Le nombre d’observations des langues non nationales dans la région romanchophone est trop faible pour permettre une analyse selon la langue. Contrairement aux autres régions linguistiques, la part de la population avec une ou plusieurs langues principales non nationales n’a pas augmenté de manière significative entre 2010 et 2020.

Population allophone

Dans cette partie, nous considérons uniquement les personnes qui n’ont pas de langue nationale dans leur répertoire de langues principales (population allophone). Parmi ces dernières, il n’est pas exclu qu’une partie parle une langue nationale à la maison ou au travail.

En 2020, 11% de la population résidante permanente âgée de 15 ans ou plus sont allophones (graphique 2.13). Cette part était de 8,4% en 2010. Entre 2010 et 2020, l’augmentation la plus marquée se situe dans la région germanophone (+3,1 points de pourcentage), suivi de la région francophone (+2,3 points).

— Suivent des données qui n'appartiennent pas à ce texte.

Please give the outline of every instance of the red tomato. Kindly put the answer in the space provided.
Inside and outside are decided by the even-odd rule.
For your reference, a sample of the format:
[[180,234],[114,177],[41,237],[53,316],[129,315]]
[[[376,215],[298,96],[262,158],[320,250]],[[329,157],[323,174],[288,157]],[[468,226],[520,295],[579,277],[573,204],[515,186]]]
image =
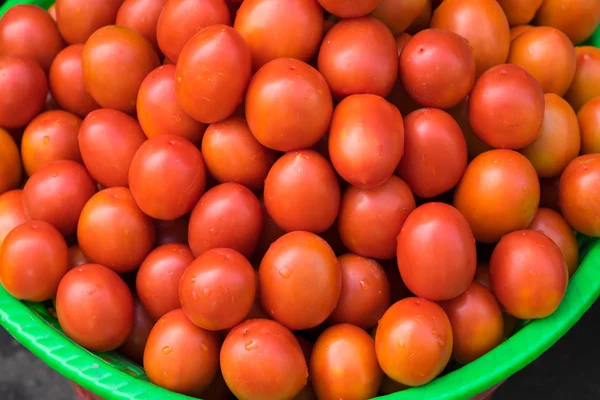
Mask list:
[[[254,252],[253,256],[253,259],[258,260],[259,264],[260,260],[262,260],[267,250],[269,250],[269,247],[271,247],[271,244],[286,233],[283,229],[277,226],[275,221],[273,221],[273,218],[271,218],[269,216],[269,213],[267,213],[267,210],[264,209],[264,202],[262,205],[263,229],[258,240],[258,245],[256,246],[256,251]],[[327,242],[329,242],[329,240],[327,240]]]
[[265,207],[284,231],[325,232],[340,209],[340,184],[329,162],[312,150],[292,151],[265,179]]
[[69,44],[85,43],[94,31],[115,23],[122,3],[123,0],[56,0],[58,30]]
[[400,300],[379,321],[375,351],[387,376],[407,386],[424,385],[450,361],[448,316],[434,302],[416,297]]
[[23,189],[23,206],[31,219],[52,224],[65,236],[77,230],[83,206],[96,184],[83,165],[54,161],[33,174]]
[[440,305],[452,325],[452,358],[459,363],[470,363],[502,343],[504,316],[485,286],[473,282],[460,296]]
[[31,57],[48,71],[65,46],[56,23],[43,8],[17,4],[0,18],[0,53]]
[[565,295],[568,280],[560,249],[543,233],[511,232],[492,253],[492,291],[506,311],[519,319],[552,314]]
[[242,102],[251,69],[250,49],[236,30],[206,27],[186,43],[177,61],[177,102],[200,122],[221,121]]
[[510,28],[510,41],[512,43],[513,40],[517,38],[521,33],[533,28],[533,25],[517,25]]
[[565,100],[575,111],[594,97],[600,96],[600,49],[592,46],[575,48],[577,67]]
[[239,399],[292,399],[308,378],[298,340],[268,319],[249,320],[229,332],[221,348],[221,371]]
[[558,206],[558,184],[560,178],[540,179],[540,207],[560,212]]
[[6,235],[29,220],[23,208],[22,198],[22,190],[10,190],[0,194],[0,249]]
[[474,282],[490,288],[490,266],[487,263],[477,263]]
[[277,239],[262,259],[259,274],[265,311],[294,330],[325,321],[342,289],[335,253],[325,240],[309,232],[291,232]]
[[400,57],[400,53],[406,46],[406,43],[412,38],[412,35],[404,32],[396,36],[396,49],[398,49],[398,57]]
[[513,25],[527,24],[535,16],[544,0],[498,0],[498,4],[504,10],[508,23]]
[[85,89],[102,107],[134,113],[142,81],[160,65],[148,40],[122,26],[105,26],[83,46]]
[[268,148],[291,151],[313,146],[327,132],[332,114],[327,82],[302,61],[270,61],[250,81],[246,118],[254,137]]
[[377,396],[383,373],[377,364],[373,338],[350,324],[328,328],[313,347],[310,376],[319,399]]
[[26,221],[0,247],[0,281],[19,300],[44,301],[56,294],[67,272],[67,243],[44,221]]
[[89,113],[79,129],[85,167],[105,187],[129,185],[131,161],[145,140],[134,118],[106,108]]
[[[433,5],[431,4],[432,0],[415,0],[414,3],[416,5],[422,4],[421,12],[417,15],[410,26],[406,28],[407,32],[410,34],[415,34],[424,29],[429,28],[429,24],[431,23],[431,14],[433,13]],[[381,3],[380,3],[381,4]],[[402,1],[400,4],[406,4],[406,2]]]
[[406,43],[399,74],[408,94],[426,107],[457,105],[475,82],[475,58],[469,42],[452,31],[426,29]]
[[188,242],[188,220],[177,218],[171,221],[154,220],[156,227],[156,245]]
[[83,254],[81,247],[78,245],[69,247],[69,270],[89,263],[90,260]]
[[154,245],[155,231],[129,189],[115,187],[96,193],[83,207],[77,239],[90,260],[125,273],[140,266]]
[[323,38],[323,10],[317,0],[245,0],[233,26],[250,47],[254,71],[280,57],[308,62]]
[[[371,15],[386,24],[394,35],[409,29],[427,9],[431,14],[430,0],[381,0],[377,3]],[[429,20],[426,25],[429,25]]]
[[454,206],[480,242],[495,243],[529,226],[540,202],[535,169],[512,150],[491,150],[475,157],[456,187]]
[[385,99],[357,94],[335,108],[329,155],[348,183],[360,188],[381,185],[392,176],[403,154],[402,115]]
[[0,194],[15,189],[21,182],[19,148],[8,132],[0,128]]
[[469,223],[444,203],[424,204],[408,216],[397,251],[402,280],[419,297],[452,299],[475,276],[477,254]]
[[141,33],[158,52],[156,25],[166,3],[167,0],[125,0],[119,8],[115,25]]
[[373,189],[350,186],[342,196],[338,216],[342,242],[364,257],[394,258],[396,238],[415,207],[410,188],[396,176]]
[[492,148],[490,145],[479,139],[473,132],[473,128],[471,128],[471,124],[469,123],[468,111],[469,96],[465,97],[455,107],[447,110],[448,114],[450,114],[452,118],[458,122],[458,126],[460,126],[460,129],[462,130],[467,142],[467,154],[469,155],[469,160],[472,160],[484,151],[492,150]]
[[371,13],[381,0],[319,0],[327,12],[339,18],[358,18]]
[[56,22],[56,3],[52,3],[52,5],[48,7],[48,14],[52,17],[52,20]]
[[342,291],[329,322],[371,329],[390,306],[390,283],[385,271],[377,261],[352,253],[338,257],[338,262]]
[[567,165],[560,176],[558,203],[573,229],[600,237],[600,154],[580,156]]
[[360,93],[385,97],[398,75],[396,41],[375,18],[342,20],[325,35],[318,65],[336,98]]
[[585,42],[600,23],[600,3],[595,0],[544,0],[535,16],[536,25],[553,26],[565,32],[575,44]]
[[47,111],[33,119],[21,139],[21,156],[31,176],[52,161],[72,160],[83,164],[79,151],[81,119],[66,111]]
[[181,308],[179,282],[192,261],[194,255],[187,245],[169,243],[152,250],[142,262],[136,275],[136,292],[154,321]]
[[600,96],[585,103],[577,113],[581,154],[600,153]]
[[119,353],[142,365],[144,362],[144,348],[154,326],[154,321],[137,297],[134,298],[133,304],[133,327],[125,342],[119,347]]

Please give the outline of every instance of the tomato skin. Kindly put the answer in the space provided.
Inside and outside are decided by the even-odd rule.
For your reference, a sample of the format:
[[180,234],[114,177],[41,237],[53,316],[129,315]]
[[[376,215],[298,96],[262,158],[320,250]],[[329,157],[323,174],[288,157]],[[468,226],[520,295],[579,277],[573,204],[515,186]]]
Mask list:
[[52,224],[65,236],[75,233],[81,210],[96,193],[85,167],[60,160],[33,174],[23,188],[23,206],[31,219]]
[[125,0],[119,12],[115,25],[131,28],[142,34],[158,52],[156,25],[158,17],[167,0]]
[[584,104],[577,113],[581,154],[600,153],[600,96]]
[[560,178],[540,179],[540,207],[560,212],[558,185]]
[[277,239],[258,272],[265,311],[289,329],[319,325],[340,297],[342,272],[335,253],[310,232],[290,232]]
[[392,176],[403,154],[402,115],[385,99],[357,94],[335,108],[329,155],[345,181],[360,188],[379,186]]
[[154,321],[137,297],[133,300],[133,327],[125,342],[119,347],[119,353],[142,365],[144,361],[144,348],[148,341]]
[[559,306],[569,280],[558,246],[537,231],[514,231],[496,245],[490,283],[506,311],[519,319],[544,318]]
[[0,128],[0,194],[15,189],[21,175],[19,148],[10,134]]
[[575,44],[585,42],[600,23],[600,3],[574,0],[564,7],[560,0],[544,0],[534,20],[536,25],[560,29]]
[[381,0],[319,0],[327,12],[339,18],[358,18],[371,13]]
[[104,187],[129,186],[129,167],[146,135],[129,115],[92,111],[79,129],[79,149],[90,175]]
[[229,332],[221,347],[221,371],[240,400],[292,399],[308,377],[298,340],[268,319],[242,322]]
[[52,3],[52,5],[48,7],[48,14],[52,18],[52,20],[56,22],[56,2]]
[[67,257],[67,243],[59,231],[44,221],[25,221],[0,247],[2,286],[19,300],[49,300],[67,272]]
[[325,232],[337,218],[340,197],[333,167],[312,150],[286,153],[265,179],[265,207],[286,232]]
[[396,238],[415,209],[408,185],[397,176],[373,189],[350,186],[342,196],[338,231],[348,249],[363,257],[396,256]]
[[250,81],[246,118],[263,146],[278,151],[311,147],[327,132],[333,100],[325,78],[310,65],[278,58]]
[[[371,15],[386,24],[394,35],[409,29],[426,9],[431,14],[429,0],[381,0],[378,3]],[[427,28],[429,21],[425,25]]]
[[340,324],[317,339],[310,375],[319,399],[370,399],[377,396],[383,372],[373,338],[357,326]]
[[0,53],[31,57],[47,72],[65,46],[56,23],[43,8],[18,4],[0,19]]
[[125,273],[136,270],[155,241],[150,217],[127,188],[114,187],[92,196],[81,211],[77,239],[93,262]]
[[469,43],[443,29],[426,29],[406,43],[399,75],[408,94],[425,107],[450,108],[475,83],[475,58]]
[[207,191],[192,211],[190,248],[196,257],[224,247],[250,258],[262,226],[262,208],[256,195],[240,184],[222,183]]
[[85,43],[95,31],[115,23],[122,3],[123,0],[57,0],[58,30],[69,44]]
[[558,203],[576,231],[600,237],[600,154],[579,156],[560,176]]
[[375,334],[383,372],[407,386],[421,386],[438,376],[450,361],[452,343],[452,327],[444,310],[416,297],[393,304]]
[[510,28],[510,42],[517,38],[521,33],[533,28],[533,25],[517,25]]
[[156,245],[188,242],[188,219],[177,218],[171,221],[154,220]]
[[177,102],[197,121],[221,121],[242,102],[251,69],[244,38],[226,25],[208,26],[181,50],[175,69]]
[[473,282],[461,295],[440,306],[452,325],[452,358],[457,362],[468,364],[502,343],[504,316],[485,286]]
[[79,267],[80,265],[89,264],[90,260],[83,254],[79,245],[69,247],[69,270]]
[[29,218],[23,207],[23,191],[9,190],[0,194],[0,249],[6,235]]
[[335,98],[361,93],[385,97],[398,76],[397,54],[394,36],[379,20],[342,20],[323,39],[319,72]]
[[588,101],[600,95],[600,49],[575,47],[577,67],[565,100],[577,112]]
[[531,22],[535,12],[540,8],[544,0],[498,0],[498,4],[504,10],[506,19],[510,26],[523,25]]
[[475,157],[454,193],[454,207],[469,221],[475,239],[484,243],[527,228],[539,202],[535,169],[512,150],[490,150]]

La part de la population allophone a peu progressé dans la région italophone (+0,7 point) et n’a pas changé dans la région romanchophone.

La population ne déclarant aucune langue nationale comme langue principale se distingue par certaines caractéristiques sociodémographiques très différentes du reste de la population. Il s'agit principalement d'une population issue de la migration de première génération (97%) et en âge de travailler. 85% de la population allophone ont entre 25 à 64 ans, contre 64% pour le reste de la population. Plus de trois quarts (76%) résident en milieu urbain (contre 61% pour le reste de la population). Plus de deux cinquièmes (42%) de la population n’ayant pas de langue nationale comme langue principale n’a pas de formation post-obligatoire contre moins d’un cinquième dans le reste de la population (graphique 2.14). La proportion de la population allophone diplômée du degré tertiaire (34%) est cependant plus proche du reste de la population (37%). Cette proportion a augmenté ces dix dernières années, passant de 24% à 34% de la population allophone. Si l’on compare les catégories socioprofessionnelles de la population allophone avec le reste de la population, 15% sont des travailleurs non qualifiés (contre 2,7%), 11% sont actifs dans des professions intellectuelles et d’encadrement (également 11% dans le reste de la population), 11% sont des femmes ou des hommes au foyer sans activité lucrative (contre 3,1%) et 10% sont à la retraite (contre 23%).

En 2020, une personne sur cinq n’ayant pas de langue nationale comme langue principale est anglophone (20%, graphique 2.15). Les langues principales les plus fréquentes de la population allophone sont ensuite le portugais (18%), l’albanais (12%), l’espagnol (11%), les langues BCMS (10%), le turc (5,3%), le russe (3,1%), le polonais (2,5%), le tamil (2,4%) et l’arabe (2,4%). Presque un quart (24%) de cette population a une ou plusieurs autres langues comme langue(s) principale(s). Il s’agit de nombreuses autres langues comptant toutefois chacune moins de 17 000 locutrices ou locuteurs en Suisse.

Au cours des dix dernières années, le nombre absolu de personnes dont la langue principale est l’une de ces langues a augmenté, mais dans des proportions différentes au gré des flux migratoires. Le classement des parts de ces langues a ainsi changé. L’anglais, qui enregistre la plus forte hausse depuis 2010 (+4,1 points), devance à présent le portugais qui recule de 2 points de pourcentage. Les langues BCMS (–3,6 points), l’albanais (–2,0) et le turc (–1,8) ont reculé proportionnellement, tandis que le groupe des autres langues considérées ensemble enregistre une hausse importante d’environ 6 points de pourcentage. Parmi ces dernières, le hongrois, le tigrigna, le farsi et le slovaque enregistrent des hausses d’environ un point de pourcentage.